Je préfère simplement le côté plus reposant des voix de baryton-basse dans le lied, et je ne cherche pas nécessairement une expressivité exacerbée et encore moins l'extraversion -donc : j'aime même le Winterreise de Hotter avec Moore, qui exprime fort bien la lassitude du personnage-. Greindl, j'aime beaucoup dans les lieder de Carl Loewe.

4. Le lundi 20 février 2017 à , par DavidLeMarrec

Ce n'était pas une réserve technique, mais pratique : moins de possibilités de coloris, de souplesse dans l'expression.
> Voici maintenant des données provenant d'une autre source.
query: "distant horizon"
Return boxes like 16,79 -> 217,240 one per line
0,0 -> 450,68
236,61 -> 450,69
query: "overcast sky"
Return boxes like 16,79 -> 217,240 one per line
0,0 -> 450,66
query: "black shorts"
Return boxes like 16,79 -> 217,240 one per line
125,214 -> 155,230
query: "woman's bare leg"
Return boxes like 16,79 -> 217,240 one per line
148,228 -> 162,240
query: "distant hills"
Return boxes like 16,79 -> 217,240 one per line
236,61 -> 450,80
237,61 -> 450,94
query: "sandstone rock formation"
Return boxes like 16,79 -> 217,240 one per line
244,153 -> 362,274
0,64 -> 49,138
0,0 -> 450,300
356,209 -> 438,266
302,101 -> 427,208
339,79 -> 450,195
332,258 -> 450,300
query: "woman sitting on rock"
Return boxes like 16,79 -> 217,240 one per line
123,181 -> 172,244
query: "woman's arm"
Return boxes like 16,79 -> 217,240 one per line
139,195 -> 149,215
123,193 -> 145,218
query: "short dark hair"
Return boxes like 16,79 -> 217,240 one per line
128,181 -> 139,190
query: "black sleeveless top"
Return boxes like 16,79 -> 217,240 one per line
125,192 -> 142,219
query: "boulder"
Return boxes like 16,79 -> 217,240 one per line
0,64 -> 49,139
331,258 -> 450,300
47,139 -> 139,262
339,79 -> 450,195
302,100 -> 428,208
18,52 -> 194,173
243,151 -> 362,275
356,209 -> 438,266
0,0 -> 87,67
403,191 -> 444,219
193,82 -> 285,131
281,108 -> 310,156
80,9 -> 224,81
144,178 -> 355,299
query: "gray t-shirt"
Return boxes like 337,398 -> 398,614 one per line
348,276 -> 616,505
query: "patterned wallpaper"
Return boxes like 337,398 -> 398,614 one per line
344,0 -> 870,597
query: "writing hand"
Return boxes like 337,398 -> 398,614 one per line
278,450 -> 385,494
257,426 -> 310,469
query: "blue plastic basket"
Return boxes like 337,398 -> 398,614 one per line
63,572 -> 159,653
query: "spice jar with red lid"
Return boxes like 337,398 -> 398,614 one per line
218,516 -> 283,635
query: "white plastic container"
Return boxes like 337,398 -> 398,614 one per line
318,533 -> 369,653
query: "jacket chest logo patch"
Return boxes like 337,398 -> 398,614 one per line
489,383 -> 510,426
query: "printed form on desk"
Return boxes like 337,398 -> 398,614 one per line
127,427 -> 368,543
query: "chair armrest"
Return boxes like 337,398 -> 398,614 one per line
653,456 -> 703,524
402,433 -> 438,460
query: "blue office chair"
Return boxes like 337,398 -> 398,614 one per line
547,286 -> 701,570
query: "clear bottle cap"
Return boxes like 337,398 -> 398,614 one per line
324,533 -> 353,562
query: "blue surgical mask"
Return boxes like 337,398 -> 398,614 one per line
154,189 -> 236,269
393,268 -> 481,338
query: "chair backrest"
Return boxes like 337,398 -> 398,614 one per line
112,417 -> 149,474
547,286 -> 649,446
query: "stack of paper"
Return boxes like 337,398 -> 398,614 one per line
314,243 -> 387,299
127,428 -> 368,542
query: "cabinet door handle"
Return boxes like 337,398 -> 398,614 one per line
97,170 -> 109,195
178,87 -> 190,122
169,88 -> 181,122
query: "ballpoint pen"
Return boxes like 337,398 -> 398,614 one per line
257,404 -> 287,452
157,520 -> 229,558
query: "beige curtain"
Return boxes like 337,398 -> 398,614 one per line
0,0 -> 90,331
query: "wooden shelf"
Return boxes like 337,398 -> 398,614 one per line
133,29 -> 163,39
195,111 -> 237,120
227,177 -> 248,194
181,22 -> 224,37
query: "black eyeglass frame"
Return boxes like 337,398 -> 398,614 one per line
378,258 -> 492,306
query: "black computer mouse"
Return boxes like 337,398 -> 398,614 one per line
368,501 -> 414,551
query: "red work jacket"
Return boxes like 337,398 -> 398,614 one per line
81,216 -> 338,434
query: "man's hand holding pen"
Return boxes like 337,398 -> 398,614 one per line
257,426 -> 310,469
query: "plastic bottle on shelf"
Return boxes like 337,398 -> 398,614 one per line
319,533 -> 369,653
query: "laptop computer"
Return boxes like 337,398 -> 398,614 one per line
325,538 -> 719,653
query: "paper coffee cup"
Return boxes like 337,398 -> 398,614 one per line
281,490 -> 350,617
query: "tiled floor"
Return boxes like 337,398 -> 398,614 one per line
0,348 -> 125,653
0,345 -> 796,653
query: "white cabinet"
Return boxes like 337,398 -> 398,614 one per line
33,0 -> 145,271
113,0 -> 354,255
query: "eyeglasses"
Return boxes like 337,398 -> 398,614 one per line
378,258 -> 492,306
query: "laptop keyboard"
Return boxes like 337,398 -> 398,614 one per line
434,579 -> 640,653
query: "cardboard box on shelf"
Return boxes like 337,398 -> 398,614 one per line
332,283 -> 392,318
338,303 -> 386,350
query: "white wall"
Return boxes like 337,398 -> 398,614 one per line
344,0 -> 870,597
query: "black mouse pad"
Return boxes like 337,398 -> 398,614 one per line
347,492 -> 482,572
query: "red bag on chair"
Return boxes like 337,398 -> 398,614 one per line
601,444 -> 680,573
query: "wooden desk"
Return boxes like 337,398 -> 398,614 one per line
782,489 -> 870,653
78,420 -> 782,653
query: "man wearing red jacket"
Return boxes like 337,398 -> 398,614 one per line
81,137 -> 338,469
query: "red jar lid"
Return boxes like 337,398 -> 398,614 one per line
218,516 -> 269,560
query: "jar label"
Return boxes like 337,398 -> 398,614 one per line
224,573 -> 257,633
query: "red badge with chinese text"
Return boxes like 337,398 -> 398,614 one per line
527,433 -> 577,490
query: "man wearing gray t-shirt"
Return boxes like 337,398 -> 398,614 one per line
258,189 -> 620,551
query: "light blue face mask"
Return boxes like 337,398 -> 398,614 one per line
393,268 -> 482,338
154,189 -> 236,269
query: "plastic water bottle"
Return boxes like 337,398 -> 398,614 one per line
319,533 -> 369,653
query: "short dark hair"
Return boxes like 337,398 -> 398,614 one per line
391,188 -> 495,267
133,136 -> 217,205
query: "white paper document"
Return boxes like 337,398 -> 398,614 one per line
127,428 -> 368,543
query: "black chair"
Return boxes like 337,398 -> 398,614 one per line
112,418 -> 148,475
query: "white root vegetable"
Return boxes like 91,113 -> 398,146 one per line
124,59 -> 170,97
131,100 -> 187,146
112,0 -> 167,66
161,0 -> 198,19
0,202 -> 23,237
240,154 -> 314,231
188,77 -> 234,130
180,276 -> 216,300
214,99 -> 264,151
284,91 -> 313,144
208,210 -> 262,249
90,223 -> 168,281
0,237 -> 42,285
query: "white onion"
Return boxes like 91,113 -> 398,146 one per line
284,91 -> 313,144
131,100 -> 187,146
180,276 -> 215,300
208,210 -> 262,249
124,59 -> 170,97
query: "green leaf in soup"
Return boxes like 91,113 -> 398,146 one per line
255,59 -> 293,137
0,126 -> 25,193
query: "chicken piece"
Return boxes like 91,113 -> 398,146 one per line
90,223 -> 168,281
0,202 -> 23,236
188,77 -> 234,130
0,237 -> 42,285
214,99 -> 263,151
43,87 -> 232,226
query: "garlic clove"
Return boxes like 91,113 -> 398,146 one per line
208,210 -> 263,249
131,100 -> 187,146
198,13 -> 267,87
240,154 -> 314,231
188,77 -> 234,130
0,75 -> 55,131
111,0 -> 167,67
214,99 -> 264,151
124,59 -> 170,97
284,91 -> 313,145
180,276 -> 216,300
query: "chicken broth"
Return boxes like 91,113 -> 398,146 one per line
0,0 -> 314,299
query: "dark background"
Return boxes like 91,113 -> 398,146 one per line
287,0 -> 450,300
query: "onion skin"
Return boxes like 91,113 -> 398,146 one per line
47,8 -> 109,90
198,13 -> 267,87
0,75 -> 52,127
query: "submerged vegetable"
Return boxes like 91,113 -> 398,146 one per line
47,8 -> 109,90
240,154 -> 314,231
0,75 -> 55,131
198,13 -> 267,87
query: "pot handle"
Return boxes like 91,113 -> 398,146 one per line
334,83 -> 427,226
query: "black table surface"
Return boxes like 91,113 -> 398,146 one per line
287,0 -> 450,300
Mais oui, indéniablement, c'est plus reposant – peut-être à écouter en fond, sans trop suivre les textes ?

J'essaierai Greindl dans Loewe, ça me fait très peur (j'aime beaucoup Greindl, mais ses qualités de solidité, de volume vocal, de franchise un peu monochrome, me paraissaient parfaitement à rebours de ce qu'on peut espérer d'un lied), mais je n'ai pas tant de versions que ça, finalement – ça a beaucoup été enregistré, mais ce n'est pas ce que j'écoute le plus, et beaucoup de disques m'ont paru frustrants (dans le registre des [semi-]anciens, Adam capté de trop près y est irréprochable mais plutôt disgracieux…).

5. Le mardi 21 février 2017 à , par Diablotin :: site

Comme je le disais dans mon premier commentaire, je crois que c'est vraiment une question "d'oreille personnelle" -et d'habitudes d'écoute, aussi- : je viens de réécouter quatre extraits du Winterreise dans quatre versions assez "oldschool", le petit matin se prête assez bien à la chose -Hotter/Raucheisen, Hotter/Werba, Fischer-Dieskau/Moore (DGG) et Vickers/Parsons- et je préfère de très loin les deux versions de Hotter aux deux suivantes : question de timbre de voix, déjà, mais aussi d'adéquation du chant et du texte -je trouve Vickers passionnant à petite dose, mais très outré, et Fischer-Dieskau assez précieux mais finalement le moins passionnant des trois-.
Je me rappelle avoir entendu ce cycle en récital il y a quelques années, par je ne sais plus qui d'ailleurs, et j'avais assez moyennement apprécié : du coup, je reste assez prudemment éloigné des versions plus récentes... Ce qui ne t'étonnera pas outre mesure non plus ! Question d'éducation et d'âge, sans doute ;-)

6. Le mercredi 22 février 2017 à , par DavidLeMarrec

Bien sûr, question de goût. Mais effectivement, si tu me proposes ce choix, je prendrai peut-être bien Hotter en effet ! Fischer-Dieskau au creux de la vague au début des années 70, très sec, nasal et surarticulé (avec Moore en train de ronfler sur le clavier), et Vickers qui est quand même aux frontières de la violence qu'on peut faire à une œuvre (Parsons mou comme toujours)…

Pareil, tout dépend de qui tu as entendu en concert…

Je nommais la limite des voix graves par rapport aux versions abouties plutôt que par rapport à n'importe quelle autre – dans l'absolu, Hotter est très bien, mais le lied le rend inférieur à sa dignité opératique, disons. On n'y trouve pas les nuances et les demi-teintes de ses grands rôles d'opéra, même si ça reste très décent, surtout dans les années quarante évidemment.

Quitte à rester chez les anciens, Dermota, Pears, Hüsch, c'est pas mal non plus – et bien sûr les meilleurs Fischer-Dieskau (Moore I mono chez EMI, Moore II stéréo chez EMI, Moore à Prades en 55, l'ultime Perahia, et pourquoi pas Reuter ou Klust…).
Ou semi-anciens, Ernst Haefliger, Ulrik Cold, Siegmund Nimsgern, Brigitte Fassbaender, Tom Krause, certes captés à la fin de leur carrière, il y a une trentaine d'années.